8) How does trade liberalisation contribute to shifting the LAS curve to the right?
Trade liberalisation involves the removal of trade barriers, such as tariffs and quotas, promoting global competition and freeing up trade. The intense competition in the global market compels producers to strive for competitiveness. The profit maximization objective drives firms to minimize production costs in order to offer lower prices compared to their rivals. This pursuit of efficiency enhances the productive efficiency of the economy. Thus, trade liberalisation leads to a shift of the LAS curve from LRAS1 to LRAS2, representing an increase in the economy’s productive potential.
Q1) How does successful supply-side policies leading to an increase in LAS affect growth?
Growth. Potential and actual growth increases from FE1 to FE2. This is because with greater demand in the economy, firms respond by increasing output. This increase in output is an increase in real GDP, which is an increase in economic growth.

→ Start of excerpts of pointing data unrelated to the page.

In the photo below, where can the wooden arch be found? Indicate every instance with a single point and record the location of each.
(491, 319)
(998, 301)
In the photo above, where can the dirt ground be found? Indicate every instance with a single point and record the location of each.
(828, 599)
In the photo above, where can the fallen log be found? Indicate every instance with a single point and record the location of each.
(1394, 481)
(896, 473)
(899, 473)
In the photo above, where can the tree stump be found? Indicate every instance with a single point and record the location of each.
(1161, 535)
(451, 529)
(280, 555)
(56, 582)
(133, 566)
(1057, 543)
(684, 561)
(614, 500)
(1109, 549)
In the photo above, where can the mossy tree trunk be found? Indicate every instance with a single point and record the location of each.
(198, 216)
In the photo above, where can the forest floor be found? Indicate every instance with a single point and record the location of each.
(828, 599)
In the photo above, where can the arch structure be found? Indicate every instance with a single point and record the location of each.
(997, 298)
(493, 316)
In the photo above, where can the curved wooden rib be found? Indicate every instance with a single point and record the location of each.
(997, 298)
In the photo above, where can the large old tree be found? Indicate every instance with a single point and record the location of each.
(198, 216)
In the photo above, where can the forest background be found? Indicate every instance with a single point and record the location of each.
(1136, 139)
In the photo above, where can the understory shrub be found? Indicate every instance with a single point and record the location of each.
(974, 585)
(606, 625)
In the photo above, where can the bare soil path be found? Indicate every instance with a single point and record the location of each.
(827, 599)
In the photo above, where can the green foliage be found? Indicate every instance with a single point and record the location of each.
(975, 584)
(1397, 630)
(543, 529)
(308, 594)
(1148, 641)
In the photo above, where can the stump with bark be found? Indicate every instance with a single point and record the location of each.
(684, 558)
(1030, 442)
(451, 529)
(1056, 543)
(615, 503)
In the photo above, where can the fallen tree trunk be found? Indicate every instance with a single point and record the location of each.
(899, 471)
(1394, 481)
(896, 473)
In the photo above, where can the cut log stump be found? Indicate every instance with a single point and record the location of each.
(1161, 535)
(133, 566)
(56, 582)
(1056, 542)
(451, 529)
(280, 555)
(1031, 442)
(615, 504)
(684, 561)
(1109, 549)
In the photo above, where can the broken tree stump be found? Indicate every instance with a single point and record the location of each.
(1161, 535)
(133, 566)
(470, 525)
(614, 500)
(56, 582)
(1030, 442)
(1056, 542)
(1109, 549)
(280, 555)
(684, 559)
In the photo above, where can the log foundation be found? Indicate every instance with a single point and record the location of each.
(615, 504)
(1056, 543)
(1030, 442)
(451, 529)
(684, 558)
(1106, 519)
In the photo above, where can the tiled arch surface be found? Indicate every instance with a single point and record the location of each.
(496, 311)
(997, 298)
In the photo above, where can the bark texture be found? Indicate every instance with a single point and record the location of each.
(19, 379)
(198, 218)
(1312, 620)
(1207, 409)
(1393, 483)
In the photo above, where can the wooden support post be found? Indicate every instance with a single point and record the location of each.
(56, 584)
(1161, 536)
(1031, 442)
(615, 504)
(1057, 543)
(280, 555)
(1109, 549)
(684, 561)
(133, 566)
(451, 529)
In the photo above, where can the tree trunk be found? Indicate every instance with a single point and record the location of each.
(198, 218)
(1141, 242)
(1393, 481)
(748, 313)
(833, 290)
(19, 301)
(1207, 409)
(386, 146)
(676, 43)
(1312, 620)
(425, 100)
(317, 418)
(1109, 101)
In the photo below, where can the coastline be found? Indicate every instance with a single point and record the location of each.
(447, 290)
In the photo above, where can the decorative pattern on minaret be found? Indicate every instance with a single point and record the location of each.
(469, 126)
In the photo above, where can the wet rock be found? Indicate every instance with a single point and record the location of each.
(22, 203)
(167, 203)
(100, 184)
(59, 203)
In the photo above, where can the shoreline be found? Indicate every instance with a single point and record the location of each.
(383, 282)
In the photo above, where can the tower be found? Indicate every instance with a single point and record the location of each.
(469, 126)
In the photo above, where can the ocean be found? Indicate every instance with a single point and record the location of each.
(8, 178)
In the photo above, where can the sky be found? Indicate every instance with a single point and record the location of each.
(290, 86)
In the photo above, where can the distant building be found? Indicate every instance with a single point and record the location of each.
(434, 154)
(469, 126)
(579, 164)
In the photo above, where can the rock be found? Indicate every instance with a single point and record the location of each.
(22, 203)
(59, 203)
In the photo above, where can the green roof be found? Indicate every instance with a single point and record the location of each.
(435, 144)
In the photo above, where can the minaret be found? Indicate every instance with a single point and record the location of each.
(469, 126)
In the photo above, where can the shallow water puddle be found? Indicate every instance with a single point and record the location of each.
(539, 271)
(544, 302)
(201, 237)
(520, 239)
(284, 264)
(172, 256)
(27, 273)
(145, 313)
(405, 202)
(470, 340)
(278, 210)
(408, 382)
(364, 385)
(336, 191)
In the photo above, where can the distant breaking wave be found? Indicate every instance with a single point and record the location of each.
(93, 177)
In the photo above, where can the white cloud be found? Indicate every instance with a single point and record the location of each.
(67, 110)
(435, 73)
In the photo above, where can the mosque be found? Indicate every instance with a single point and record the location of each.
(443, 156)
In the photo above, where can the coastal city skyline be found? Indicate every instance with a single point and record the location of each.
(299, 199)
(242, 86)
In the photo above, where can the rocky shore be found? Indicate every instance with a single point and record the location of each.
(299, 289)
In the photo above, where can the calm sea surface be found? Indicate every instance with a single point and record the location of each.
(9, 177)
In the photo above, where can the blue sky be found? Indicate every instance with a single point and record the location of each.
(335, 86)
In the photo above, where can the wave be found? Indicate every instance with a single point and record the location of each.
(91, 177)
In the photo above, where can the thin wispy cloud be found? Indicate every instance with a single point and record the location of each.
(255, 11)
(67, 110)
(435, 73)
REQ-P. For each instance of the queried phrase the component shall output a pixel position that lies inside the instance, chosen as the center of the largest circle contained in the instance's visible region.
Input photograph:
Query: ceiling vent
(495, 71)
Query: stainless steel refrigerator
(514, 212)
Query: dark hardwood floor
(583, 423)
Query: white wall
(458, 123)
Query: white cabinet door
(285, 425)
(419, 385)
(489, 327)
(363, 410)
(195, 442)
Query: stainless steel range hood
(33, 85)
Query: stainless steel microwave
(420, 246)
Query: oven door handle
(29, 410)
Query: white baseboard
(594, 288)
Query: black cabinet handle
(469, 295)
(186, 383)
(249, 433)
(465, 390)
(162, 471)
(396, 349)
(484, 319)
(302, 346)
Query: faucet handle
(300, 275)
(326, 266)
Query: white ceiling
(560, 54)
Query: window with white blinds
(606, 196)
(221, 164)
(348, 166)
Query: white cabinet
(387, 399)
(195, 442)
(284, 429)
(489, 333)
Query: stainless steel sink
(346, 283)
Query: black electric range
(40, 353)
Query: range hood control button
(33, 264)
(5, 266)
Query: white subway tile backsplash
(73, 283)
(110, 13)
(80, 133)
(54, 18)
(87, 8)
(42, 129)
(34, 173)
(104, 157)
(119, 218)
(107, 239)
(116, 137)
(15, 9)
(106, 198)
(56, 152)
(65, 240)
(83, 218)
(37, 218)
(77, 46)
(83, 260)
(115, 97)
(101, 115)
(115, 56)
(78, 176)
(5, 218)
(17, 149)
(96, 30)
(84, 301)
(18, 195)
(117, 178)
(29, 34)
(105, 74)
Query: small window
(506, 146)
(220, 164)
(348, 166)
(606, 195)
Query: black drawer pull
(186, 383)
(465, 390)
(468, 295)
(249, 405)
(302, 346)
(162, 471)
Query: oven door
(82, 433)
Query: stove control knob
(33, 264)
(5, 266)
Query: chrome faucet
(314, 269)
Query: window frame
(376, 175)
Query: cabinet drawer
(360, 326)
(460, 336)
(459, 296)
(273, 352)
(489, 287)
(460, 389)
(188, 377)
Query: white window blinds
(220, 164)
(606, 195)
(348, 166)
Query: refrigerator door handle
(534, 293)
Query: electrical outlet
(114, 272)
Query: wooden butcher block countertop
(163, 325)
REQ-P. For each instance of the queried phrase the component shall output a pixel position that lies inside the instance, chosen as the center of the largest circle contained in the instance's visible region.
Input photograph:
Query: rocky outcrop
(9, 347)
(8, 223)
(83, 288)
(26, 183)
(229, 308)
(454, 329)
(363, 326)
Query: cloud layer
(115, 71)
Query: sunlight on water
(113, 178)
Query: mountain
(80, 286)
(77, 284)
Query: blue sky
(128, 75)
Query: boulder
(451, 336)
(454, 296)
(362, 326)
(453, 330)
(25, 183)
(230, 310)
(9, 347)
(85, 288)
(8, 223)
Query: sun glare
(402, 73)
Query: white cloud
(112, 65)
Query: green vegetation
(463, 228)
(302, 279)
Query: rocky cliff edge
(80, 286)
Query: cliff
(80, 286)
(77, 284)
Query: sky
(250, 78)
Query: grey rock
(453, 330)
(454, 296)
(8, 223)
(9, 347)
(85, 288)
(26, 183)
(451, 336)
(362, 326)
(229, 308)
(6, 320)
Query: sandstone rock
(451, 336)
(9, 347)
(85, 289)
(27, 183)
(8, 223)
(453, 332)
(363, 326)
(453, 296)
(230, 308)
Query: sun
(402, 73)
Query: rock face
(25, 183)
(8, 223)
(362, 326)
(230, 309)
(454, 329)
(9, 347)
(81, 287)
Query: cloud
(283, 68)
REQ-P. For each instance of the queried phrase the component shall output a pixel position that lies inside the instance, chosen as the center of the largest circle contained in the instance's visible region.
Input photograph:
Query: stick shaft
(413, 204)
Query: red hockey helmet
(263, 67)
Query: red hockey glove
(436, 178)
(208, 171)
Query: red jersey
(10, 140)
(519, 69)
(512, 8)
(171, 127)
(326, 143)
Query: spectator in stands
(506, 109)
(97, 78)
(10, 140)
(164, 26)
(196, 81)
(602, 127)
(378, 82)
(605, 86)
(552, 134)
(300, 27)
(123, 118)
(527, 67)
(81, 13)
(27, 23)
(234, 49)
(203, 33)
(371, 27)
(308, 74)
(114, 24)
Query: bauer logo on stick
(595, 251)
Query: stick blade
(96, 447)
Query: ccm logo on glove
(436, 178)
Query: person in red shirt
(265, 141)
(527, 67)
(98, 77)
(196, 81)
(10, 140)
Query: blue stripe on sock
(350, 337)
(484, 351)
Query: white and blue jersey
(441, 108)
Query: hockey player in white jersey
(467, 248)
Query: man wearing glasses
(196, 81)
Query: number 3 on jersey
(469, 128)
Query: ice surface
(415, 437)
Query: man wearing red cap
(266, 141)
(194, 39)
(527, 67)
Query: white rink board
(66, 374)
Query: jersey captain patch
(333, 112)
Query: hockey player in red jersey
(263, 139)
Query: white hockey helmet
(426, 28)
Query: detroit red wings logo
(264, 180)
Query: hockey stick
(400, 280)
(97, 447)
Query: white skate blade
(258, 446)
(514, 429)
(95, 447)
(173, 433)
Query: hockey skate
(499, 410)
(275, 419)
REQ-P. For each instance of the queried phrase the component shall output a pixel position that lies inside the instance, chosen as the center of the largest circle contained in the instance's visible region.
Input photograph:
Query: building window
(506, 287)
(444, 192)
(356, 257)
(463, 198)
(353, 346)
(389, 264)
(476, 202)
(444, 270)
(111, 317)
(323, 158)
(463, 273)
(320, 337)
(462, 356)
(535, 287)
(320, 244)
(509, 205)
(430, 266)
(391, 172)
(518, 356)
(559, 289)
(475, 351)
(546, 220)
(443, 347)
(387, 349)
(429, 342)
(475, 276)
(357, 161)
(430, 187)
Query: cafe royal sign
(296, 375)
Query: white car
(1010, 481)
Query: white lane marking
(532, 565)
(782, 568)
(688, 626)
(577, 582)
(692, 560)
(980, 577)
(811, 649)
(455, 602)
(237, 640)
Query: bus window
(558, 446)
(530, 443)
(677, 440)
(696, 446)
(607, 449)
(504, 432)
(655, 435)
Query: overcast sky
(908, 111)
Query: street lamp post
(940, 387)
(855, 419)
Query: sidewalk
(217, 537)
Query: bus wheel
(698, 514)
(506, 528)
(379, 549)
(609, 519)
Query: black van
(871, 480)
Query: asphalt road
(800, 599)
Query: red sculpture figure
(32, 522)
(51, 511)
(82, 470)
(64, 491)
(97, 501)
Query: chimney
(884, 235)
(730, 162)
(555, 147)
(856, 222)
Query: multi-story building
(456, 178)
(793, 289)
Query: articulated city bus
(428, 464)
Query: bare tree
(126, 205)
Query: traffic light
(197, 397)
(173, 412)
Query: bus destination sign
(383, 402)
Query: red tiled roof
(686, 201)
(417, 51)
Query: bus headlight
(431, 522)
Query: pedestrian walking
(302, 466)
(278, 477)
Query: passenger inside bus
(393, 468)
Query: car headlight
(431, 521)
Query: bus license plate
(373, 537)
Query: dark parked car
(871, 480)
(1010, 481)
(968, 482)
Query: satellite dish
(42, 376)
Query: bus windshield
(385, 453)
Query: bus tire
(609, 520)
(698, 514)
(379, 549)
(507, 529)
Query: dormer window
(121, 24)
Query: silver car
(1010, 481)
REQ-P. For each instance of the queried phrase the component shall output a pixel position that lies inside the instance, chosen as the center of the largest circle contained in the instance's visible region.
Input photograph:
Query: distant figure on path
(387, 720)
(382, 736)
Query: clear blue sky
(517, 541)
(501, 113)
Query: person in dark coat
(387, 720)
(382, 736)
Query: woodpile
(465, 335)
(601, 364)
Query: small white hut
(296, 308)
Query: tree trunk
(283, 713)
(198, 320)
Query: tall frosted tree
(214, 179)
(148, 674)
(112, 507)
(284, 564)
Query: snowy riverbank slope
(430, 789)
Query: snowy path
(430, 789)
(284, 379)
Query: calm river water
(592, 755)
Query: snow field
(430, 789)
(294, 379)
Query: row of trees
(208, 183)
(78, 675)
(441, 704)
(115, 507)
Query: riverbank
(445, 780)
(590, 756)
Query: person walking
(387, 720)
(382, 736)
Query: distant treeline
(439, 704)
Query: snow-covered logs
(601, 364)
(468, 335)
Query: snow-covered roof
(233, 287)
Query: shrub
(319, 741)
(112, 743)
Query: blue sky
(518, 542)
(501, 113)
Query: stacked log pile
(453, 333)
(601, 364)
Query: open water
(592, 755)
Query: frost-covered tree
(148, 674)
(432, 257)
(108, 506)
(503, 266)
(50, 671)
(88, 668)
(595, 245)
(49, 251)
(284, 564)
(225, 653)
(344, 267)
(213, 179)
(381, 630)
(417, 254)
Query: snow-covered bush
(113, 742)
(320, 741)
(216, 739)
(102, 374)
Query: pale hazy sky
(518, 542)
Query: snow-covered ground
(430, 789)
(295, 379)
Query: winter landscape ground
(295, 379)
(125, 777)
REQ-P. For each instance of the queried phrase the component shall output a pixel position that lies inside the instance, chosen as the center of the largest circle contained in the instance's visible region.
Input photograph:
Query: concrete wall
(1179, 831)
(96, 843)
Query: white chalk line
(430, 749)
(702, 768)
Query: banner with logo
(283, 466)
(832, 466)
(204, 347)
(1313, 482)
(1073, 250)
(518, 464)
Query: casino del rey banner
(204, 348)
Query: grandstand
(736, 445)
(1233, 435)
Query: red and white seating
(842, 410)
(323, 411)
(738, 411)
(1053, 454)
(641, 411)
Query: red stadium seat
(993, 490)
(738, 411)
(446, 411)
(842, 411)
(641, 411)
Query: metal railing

Q2) What is the impact of successful supply-side policies on unemployment?
Unemployment decreases. This is because labour is a derived demand, derived from the demand for goods and services. As the demand for goods and services is high, firms will need more workers to produce extra output, thus reducing unemployment.
Q3) How does successful supply-side policies affect demand-pull inflation?
Inflation. Demand-pull inflation decreases from P1 to P2. This is because with an increase in output and aggregate demand resulting from successful supply-side policies, there is a reduced pressure on prices, thereby reducing the rate at which the prices of goods and services rise.